Even though we are often told that red wine is loaded with antioxidants, we shouldn’t think that a glass is going to better our health.
A dietitian from the Royal Brisbane and Women’s Hospital, Hilary Powlesland, explained that although antioxidants may contribute to reducing heart disease, wine is not a good source for heart health.
It might not improve your physical state but an occasional drink won’t detract from your overall well-being.
‘We all love a wine or two and there’s nothing wrong with including it in a balanced diet, but you certainly shouldn’t be drinking it for the health benefits,’ she told Perth Now.
A dietitian explained that although red wine won’t better your health, an occasional drink won’t detract from your overall well being
Although red wine does contain antioxidants, you want to make sure you’re not drinking so much of it that the alcohol counters the protective benefits.

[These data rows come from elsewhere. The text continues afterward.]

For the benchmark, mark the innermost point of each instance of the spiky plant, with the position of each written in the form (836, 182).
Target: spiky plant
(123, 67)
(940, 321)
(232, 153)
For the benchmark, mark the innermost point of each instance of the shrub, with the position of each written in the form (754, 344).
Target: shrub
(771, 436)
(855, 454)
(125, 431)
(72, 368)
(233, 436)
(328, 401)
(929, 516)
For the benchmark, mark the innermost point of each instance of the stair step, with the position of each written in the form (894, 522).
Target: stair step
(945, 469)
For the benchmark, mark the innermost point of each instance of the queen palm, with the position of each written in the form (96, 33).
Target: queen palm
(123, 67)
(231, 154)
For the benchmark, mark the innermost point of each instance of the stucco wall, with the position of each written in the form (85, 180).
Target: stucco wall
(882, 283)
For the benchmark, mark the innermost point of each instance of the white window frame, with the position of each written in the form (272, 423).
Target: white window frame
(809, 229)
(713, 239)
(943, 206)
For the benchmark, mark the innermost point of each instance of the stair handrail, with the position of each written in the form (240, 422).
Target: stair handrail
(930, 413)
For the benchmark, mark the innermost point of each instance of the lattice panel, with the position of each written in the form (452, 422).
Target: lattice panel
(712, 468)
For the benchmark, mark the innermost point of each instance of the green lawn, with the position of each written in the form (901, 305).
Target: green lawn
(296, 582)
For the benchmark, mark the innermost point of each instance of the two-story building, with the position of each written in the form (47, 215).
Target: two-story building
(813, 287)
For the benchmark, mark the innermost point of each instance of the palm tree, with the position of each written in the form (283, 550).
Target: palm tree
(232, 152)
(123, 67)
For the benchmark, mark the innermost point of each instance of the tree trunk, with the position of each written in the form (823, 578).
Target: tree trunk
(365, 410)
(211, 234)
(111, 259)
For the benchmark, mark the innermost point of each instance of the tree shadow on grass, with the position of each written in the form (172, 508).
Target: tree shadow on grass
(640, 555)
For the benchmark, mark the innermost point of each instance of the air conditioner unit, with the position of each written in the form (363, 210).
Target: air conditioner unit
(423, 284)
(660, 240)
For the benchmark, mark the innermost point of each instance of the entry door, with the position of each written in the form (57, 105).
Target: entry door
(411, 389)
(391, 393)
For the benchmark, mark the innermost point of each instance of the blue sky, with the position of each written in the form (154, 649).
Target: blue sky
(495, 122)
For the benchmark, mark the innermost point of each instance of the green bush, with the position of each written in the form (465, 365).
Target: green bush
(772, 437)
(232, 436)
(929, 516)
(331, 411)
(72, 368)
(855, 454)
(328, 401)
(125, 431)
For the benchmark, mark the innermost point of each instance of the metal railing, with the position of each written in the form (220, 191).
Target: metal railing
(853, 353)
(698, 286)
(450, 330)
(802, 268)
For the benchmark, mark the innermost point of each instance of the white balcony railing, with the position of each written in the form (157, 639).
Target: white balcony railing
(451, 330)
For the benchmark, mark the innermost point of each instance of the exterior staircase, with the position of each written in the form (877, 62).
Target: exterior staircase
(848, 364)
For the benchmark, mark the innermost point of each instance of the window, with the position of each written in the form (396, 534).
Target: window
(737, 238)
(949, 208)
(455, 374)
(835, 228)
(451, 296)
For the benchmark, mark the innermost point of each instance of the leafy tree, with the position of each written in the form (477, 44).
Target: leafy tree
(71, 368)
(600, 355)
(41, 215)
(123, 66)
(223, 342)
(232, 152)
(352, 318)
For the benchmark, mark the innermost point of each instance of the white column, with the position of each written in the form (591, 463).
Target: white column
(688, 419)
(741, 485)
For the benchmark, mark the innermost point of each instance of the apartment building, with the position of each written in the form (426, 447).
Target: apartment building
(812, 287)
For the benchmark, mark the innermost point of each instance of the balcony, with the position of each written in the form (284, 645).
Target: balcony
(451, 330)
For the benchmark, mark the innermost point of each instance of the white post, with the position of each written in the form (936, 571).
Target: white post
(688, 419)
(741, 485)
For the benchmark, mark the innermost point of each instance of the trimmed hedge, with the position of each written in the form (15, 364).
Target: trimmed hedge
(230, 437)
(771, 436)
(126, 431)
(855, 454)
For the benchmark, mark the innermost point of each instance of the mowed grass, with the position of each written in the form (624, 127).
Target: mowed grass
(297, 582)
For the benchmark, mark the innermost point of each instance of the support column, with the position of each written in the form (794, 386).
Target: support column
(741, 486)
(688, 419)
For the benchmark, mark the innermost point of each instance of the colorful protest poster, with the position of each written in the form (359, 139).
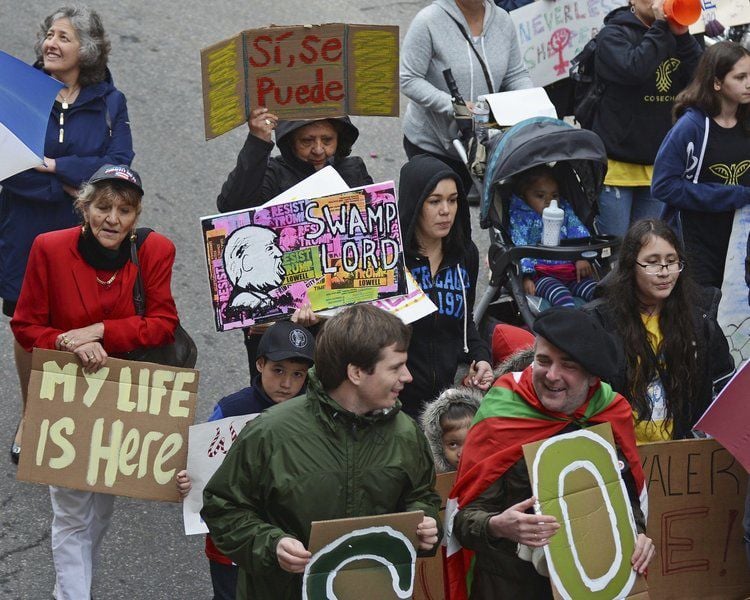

This being said, there is a lot of debate over the humble glass of the ruby liquid.
Earlier this year research was presented at the American Association for the Advancement of Science’s annual conference that said moderate drinking is linked to a longer life.
They claimed that drinking about two glasses of wine or beer a day was linked to an 18 per cent drop in a person’s risk of early death.
If you’re a pasta lover you’re in luck, as Hilary Powlesland said that a bowl of your favourite pasta with an accompanying glass won’t make you suddenly stack on the kilos
‘The damage of drinking anything more than one glass of wine a day far outweighs any benefits,’ Dr Mark Menolascino wrote for Mind Body Green.
Centre for Integrative Health dietitian and nutritionist, Kate Pollard, said that people should aim to moderating the amount they drink to no more than two glasses.
Incorporating alcohol-free days is also a great idea she suggests people follow.
‘Red wine has been praised for its antioxidant properties but wine shouldn’t replace fruits or vegies to get that,’ she told Perth Now.
If you’re a pasta lover you’re in luck, as Hilary Powlesland said that a bowl of your favourite pasta with an accompanying glass won’t make you suddenly stack on the kilos.
‘Pasta, particularly the wholemeal variety, is a low-GI food and a great source of fibre, B vitamins, iron and carbohydrates,’ she said.
She explained that pasta isn’t a fatty food unless you’re adding a variety of creamy sauces or eating a large serving size.